年に一回でいい。3週間のバケーションがとれたらいい。それくらい休めれば、本当にリフレッシュして、その後の仕事にもいい影響があると思う。
*
3週間の夏休みを毎年。クリスマス休暇も3週間。12月は第2週くらいから従業員が休みを取り始めるから、年末までの3週間、会社の事務作業が止まる。これはヨーロッパでは普通のこと。
ここでヨーロッパとの比較を出して、「日本の長時間労働や休暇の消化率が悪いのは、仕事の効率が悪いから」などと言うつもりはない。そんなに簡単な理由ではないからだ。

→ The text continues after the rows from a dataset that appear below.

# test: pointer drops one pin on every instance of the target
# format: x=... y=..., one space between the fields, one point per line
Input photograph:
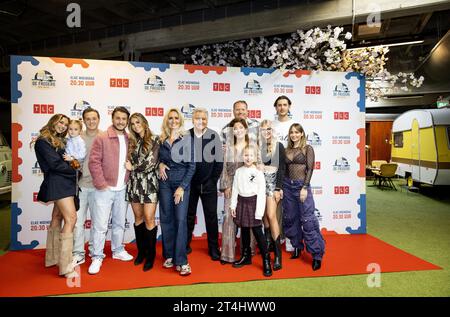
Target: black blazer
x=59 y=177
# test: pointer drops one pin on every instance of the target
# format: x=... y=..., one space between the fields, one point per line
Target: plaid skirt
x=245 y=212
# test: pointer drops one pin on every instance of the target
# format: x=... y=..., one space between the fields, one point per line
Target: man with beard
x=109 y=175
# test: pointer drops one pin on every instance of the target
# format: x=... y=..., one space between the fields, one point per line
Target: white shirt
x=76 y=148
x=121 y=168
x=282 y=130
x=249 y=181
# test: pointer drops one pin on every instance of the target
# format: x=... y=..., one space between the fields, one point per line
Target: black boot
x=246 y=258
x=139 y=231
x=316 y=264
x=151 y=247
x=277 y=251
x=296 y=254
x=269 y=240
x=267 y=270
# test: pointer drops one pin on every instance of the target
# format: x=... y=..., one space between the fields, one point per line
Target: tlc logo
x=341 y=116
x=43 y=108
x=221 y=86
x=154 y=111
x=119 y=82
x=254 y=114
x=312 y=90
x=341 y=190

まず、仕事が縦割り。だから、担当者がいない時は、同僚が代わりを務めたりはしない。
逆に、私が日本人だからか、現地で働いていた時には、「留守電をセットしていくから、休暇中に電話は取らないでくれ。何故かというと、あなたには答えられないからだよ。」と同僚から念を押されたりする。
(唯一、上司からの問合せには、代替をきめたペアがいてその人が対応する。”お客様は上司”?だとしたら、とても実際的。)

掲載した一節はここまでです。